Mas, ainda assim, foi tudo ótimo e Pequeno se portou muito bem. Tivemos direito até a show de golfinhos, com cerca de seis desses simpáticos animais nos dando as boas vindas com seus lindos saltos. Inesquecível!
A noite novamente foi tranqüila e decidimos que nosso último dia na ilha seria passado na Praia do Galego, que fica no meio da trilha da Vila do Abraão. Tranqüila e quase deserta, com uma área de sombra perto de várias árvores, essa praia nos pareceu o melhor cenário para o primeiro banho de mar do Pequeno. Meu marido, que é um verdadeiro peixe e completamente apaixonado pelo mar, estava super ansioso por descobrir qual seria a reação de nosso bebê na água.
O dia amanheceu lindíssimo e lá fomos nós para a Praia do Galego. Montamos nosso “acampamento”, com direito a duas barracas, piscininha, cangas e toalhas estendidas no chão e nos preparamos para ver a reação do Pequeno ao tocar na areia. Para nosso espanto, ele não teve nenhum nervoso! Colocou sua mãozinha na areia e depois olhou espantado para a palminha da mão toda suja de preto (a areia dessa praia é bem escura), passou os dedinhos na areia, sacudiu as mãos para limpá-las e... mãos na areia de novo! Que legal! Ele adorou a brincadeira.
Depois, eu e o meu marido fomos com o Pequeno até a beirinha do mar. Me abaixei ao lado dele e deixei que ele sentisse a água fresca em seus pezinhos. Ele ficou todo sorridente, mas agarrava bem firme em mim. Depois, nós três entramos juntos na água e meu marido ficou segurando o Pequeno. Não estávamos preparados para tanta alegria! Como o Pequeno ficou feliz! Foi a coisa mais linda do mundo ver a sua felicidade e a graça que ele achava quando a água batia em seu corpinho.

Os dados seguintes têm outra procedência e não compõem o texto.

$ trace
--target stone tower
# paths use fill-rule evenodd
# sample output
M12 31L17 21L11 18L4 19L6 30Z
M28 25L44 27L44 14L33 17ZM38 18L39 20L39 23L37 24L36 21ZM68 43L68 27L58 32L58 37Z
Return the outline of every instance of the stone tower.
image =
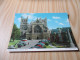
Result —
M26 37L26 30L27 30L27 25L28 25L28 23L27 23L27 21L28 21L28 17L27 18L23 18L22 16L21 16L21 23L20 23L20 32L21 32L21 36L23 36L23 37Z

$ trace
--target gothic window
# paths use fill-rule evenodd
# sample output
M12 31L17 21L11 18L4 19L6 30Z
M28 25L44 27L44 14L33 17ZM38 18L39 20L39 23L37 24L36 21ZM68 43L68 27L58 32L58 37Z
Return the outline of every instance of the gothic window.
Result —
M34 27L34 33L41 33L42 32L42 28L39 25L36 25Z

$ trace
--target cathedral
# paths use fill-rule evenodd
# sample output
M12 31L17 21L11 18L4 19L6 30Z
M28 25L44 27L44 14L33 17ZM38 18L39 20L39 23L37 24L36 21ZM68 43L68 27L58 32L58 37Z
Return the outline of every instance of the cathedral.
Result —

Uma coisa linda de ver e de viver!
Pequeno também adorou brincar com seus brinquedinhos na piscina, ver a maria-da-praia (uma espécie de siri branquelo que cismou de ficar perto da gente durante toda a nossa estadia na praia) e andar na areia. Depois, mamou e acabou dormindo todo enroladinho debaixo do guarda-sol. Voltamos para a pousada com ele dormindo no colo no papai.
Nossa experiência na praia foi a melhor possível. Minha única neurose foi em relação ao protetor solar: o Pequeno já não agüentava mais ser besuntado com aquele creminho branco! Fiquei verdadeiramente obcecada em protegê-lo do sol. Rs... Uma coisa que me ajudou foram os adesivos com sensor solar da Turma da Mônica. Bastava colar um na cabeça do Pequeno ou no boné e aguardar. O adesivo muda de cor conforme aumenta a exposição aos raios do sol, indicando que é hora de reforçar a proteção. É ótimo e uma segurança a mais. Também usei o protetor solar da Mônica para bebês, com FPS 50, e gostei muito. Pequeno praticamente não se queimou e eu fiquei super satisfeita (Valeu a dica, Baby!). Fora isso, também o deixei de camiseta e boné quando achei que o sol começou a ficar mais forte, e fomos embora cedo da praia.
Enfim, foram dias maravilhosos e inesquecíveis. Em relação ao comportamento de Pequeno, só tivemos dois contratempos: 1) ele resolveu que não queria mais trocar fraldas. Talvez o contato com a natureza o tenha feito desejar voltar aos tempos do naturismo e anda peladão por aí. Dessa forma, ele passou a fazer um show com direito a gritos e muito choro para trocar a fralda. (isso passou completamente quando chegamos em casa!); e 2) na volta para casa, Pequeno chorou por quase 1 hora porque não queria ficar preso na cadeirinha do carro. Stress total. Aliás, ele está odiando essas cadeirinhas, mas isso é assunto para outro post.
No final de tudo, o saldo de nossa primeira viagem com o Pequeno foi ultra positivo. Recomendo e pretendo repetir!